Written in third-person point-of-view, Naked Mole Rat is an irreverent celebration of independence and individualism. The story is a bit of a twist on the fairy tale, “The Emperor’s New Clothes.” Wilbur is a brave, bold, and courageous protagonist, but never in a way that is meant to undermine authority. He never tries to push his views on the other naked mole rats but, instead, they attempt to push their views on him. One could argue that they are trying to uphold tradition, yet the naked mole rats never discuss exactly why they don’t wear clothes. They just do not wear clothes! Humor abounds as readers see Wilbur in various outfits. There are even moments of sarcasm and Willems addresses this directly with the parenthetical statement, “Naked mole rats can be very sarcastic…” Children are sure to laugh not only at the personification of the naked mole rats, but also at the first mention or two of the word “naked.” The echoed phrase is likely to positively desensitize children to any supposed inappropriateness of the word. Children can take away many positives, such as being brave like Wilbur, learning self-expression, and embracing individuality.

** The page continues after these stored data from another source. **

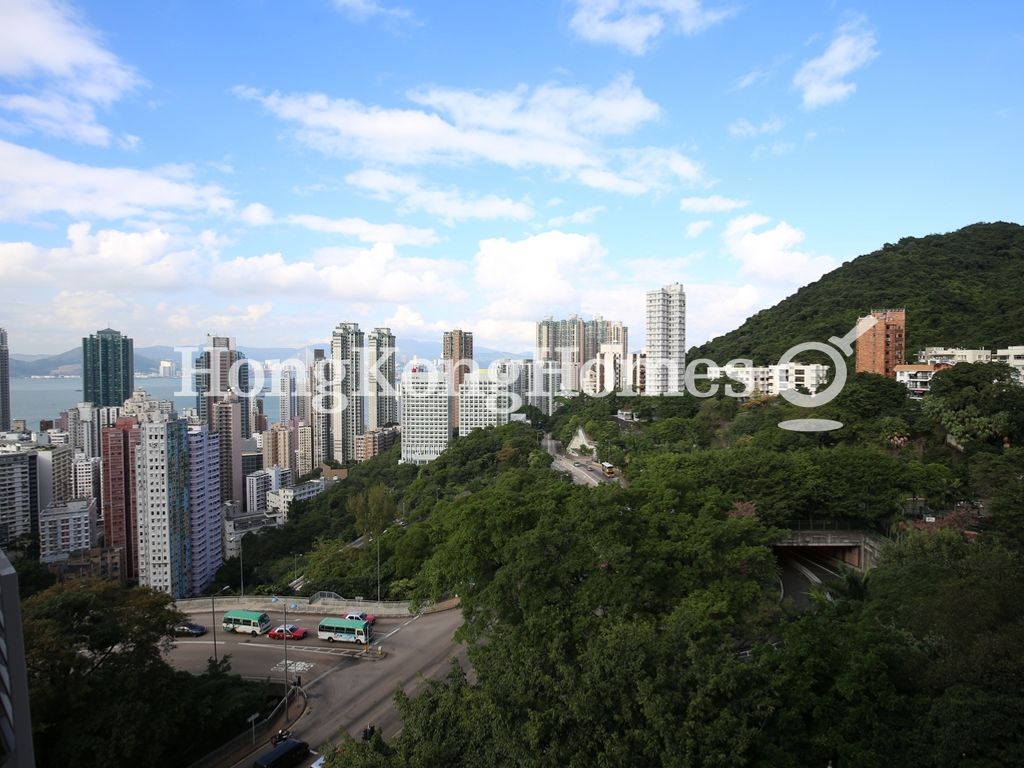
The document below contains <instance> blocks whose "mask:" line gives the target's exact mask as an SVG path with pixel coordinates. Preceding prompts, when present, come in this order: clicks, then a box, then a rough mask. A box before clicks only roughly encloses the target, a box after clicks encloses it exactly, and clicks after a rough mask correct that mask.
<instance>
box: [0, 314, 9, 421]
mask: <svg viewBox="0 0 1024 768" xmlns="http://www.w3.org/2000/svg"><path fill="white" fill-rule="evenodd" d="M9 429H10V350H9V349H8V348H7V332H6V331H5V330H4V329H2V328H0V432H6V431H7V430H9Z"/></svg>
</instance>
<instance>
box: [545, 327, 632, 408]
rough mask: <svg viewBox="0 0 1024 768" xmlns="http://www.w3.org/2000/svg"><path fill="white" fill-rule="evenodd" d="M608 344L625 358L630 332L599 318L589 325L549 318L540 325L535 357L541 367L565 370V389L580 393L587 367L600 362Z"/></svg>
mask: <svg viewBox="0 0 1024 768" xmlns="http://www.w3.org/2000/svg"><path fill="white" fill-rule="evenodd" d="M609 344H612V345H614V346H615V348H616V349H617V348H621V349H622V354H623V355H625V354H626V352H627V351H628V346H629V331H628V329H627V327H626V326H625V325H623V323H622V322H621V321H606V319H604V317H602V316H601V315H599V314H598V315H595V316H594V318H593V319H589V321H585V319H583V318H581V317H580V316H578V315H575V314H570V315H569V316H568V317H566V318H565V319H557V321H556V319H554V318H553V317H551V316H548V317H545V318H544V319H543V321H541V322H540V323H538V324H537V346H536V351H535V353H534V357H535V359H536V360H537V361H538V362H539V364H543V362H555V364H557V365H558V366H559V367H560V368H561V370H562V379H561V381H562V386H563V387H564V388H565V389H566V390H571V391H580V390H581V389H583V388H584V383H585V382H584V376H583V373H584V370H585V368H586V366H587V364H588V362H589V361H590V360H595V359H597V357H598V356H599V355H600V354H601V352H602V351H604V350H603V349H602V348H603V347H606V346H607V345H609ZM547 368H550V367H547Z"/></svg>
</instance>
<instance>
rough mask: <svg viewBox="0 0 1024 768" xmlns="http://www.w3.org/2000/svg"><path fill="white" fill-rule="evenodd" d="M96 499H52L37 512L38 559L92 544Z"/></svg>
mask: <svg viewBox="0 0 1024 768" xmlns="http://www.w3.org/2000/svg"><path fill="white" fill-rule="evenodd" d="M96 534H97V527H96V500H95V499H91V498H90V499H74V500H72V501H68V502H54V503H52V504H50V505H49V506H47V507H46V508H45V509H43V510H42V511H41V512H40V513H39V560H40V562H44V563H45V562H53V561H55V560H60V559H63V558H66V557H67V556H68V555H70V554H71V553H72V552H78V551H80V550H84V549H89V548H90V547H94V546H95V544H96Z"/></svg>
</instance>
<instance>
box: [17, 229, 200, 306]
mask: <svg viewBox="0 0 1024 768" xmlns="http://www.w3.org/2000/svg"><path fill="white" fill-rule="evenodd" d="M217 245H218V244H217V242H216V240H214V241H211V240H210V239H208V238H204V237H202V236H201V237H200V238H178V237H175V236H172V234H171V233H169V232H167V231H165V230H163V229H159V228H154V229H150V230H146V231H141V232H126V231H121V230H118V229H100V230H98V231H95V232H94V231H93V230H92V227H91V225H90V224H89V223H88V222H78V223H75V224H72V225H71V226H69V227H68V245H66V246H59V247H55V248H43V247H40V246H36V245H33V244H32V243H0V283H3V284H5V285H14V284H15V281H16V285H18V286H19V288H20V290H23V291H25V292H31V291H34V290H41V291H44V292H46V293H50V292H51V291H52V288H53V287H54V286H74V287H75V289H76V290H78V291H84V290H89V289H92V290H108V291H118V290H120V291H126V292H130V293H132V294H135V293H138V292H155V293H164V292H167V291H174V290H181V289H184V288H187V287H188V285H189V284H190V282H191V280H193V275H194V274H202V273H205V271H206V269H207V266H209V265H210V264H212V263H213V259H214V257H215V254H216V248H217Z"/></svg>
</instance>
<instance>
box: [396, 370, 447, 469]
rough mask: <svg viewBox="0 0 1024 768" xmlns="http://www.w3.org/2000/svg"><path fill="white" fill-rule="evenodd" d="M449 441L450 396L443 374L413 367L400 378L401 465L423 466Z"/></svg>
mask: <svg viewBox="0 0 1024 768" xmlns="http://www.w3.org/2000/svg"><path fill="white" fill-rule="evenodd" d="M451 439H452V394H451V392H450V391H449V384H447V377H446V376H445V375H444V373H443V372H441V371H437V370H433V371H431V370H428V369H427V367H425V366H417V365H415V364H414V365H413V366H412V367H411V368H410V369H409V370H408V371H407V372H406V373H404V374H402V376H401V463H402V464H426V463H427V462H430V461H433V460H434V459H436V458H437V457H438V456H440V454H441V452H442V451H444V449H445V447H447V444H449V440H451Z"/></svg>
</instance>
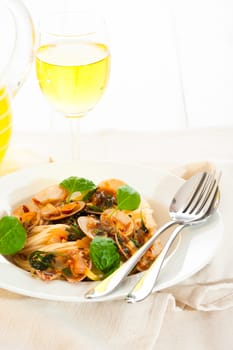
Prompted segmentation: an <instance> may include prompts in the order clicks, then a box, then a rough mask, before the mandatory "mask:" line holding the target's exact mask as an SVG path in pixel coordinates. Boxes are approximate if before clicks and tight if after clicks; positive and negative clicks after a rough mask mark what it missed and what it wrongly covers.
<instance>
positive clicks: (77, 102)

For a silly storytime activity, make paper doll versions of Wilbur and his friends, then provide children with either construction paper or magazine clothing images so that children can “dress” the naked mole rats. This would also be a wonderful opportunity to add science to the mix by introducing children to actual photos of naked mole rats, information about their diets, and their habitats. In addition, a great resource for parents, teachers, and librarians, as well as a fun place for kids, is pigeonpresents.com. This site offers trivia, coloring sheets, flash games, and great extensions for teaching and storytelling in the “Grown-up Stuff” section.

I have read several Mo Willems books in both my Toddler and Preschool Storytimes. They are always a huge hit. Naked Mole Rat Gets Dressed is one of my favorites, because of it’s irreverent humor and positive message about being yourself. I have not yet read this picture book in storytime, but it is definitely on my list!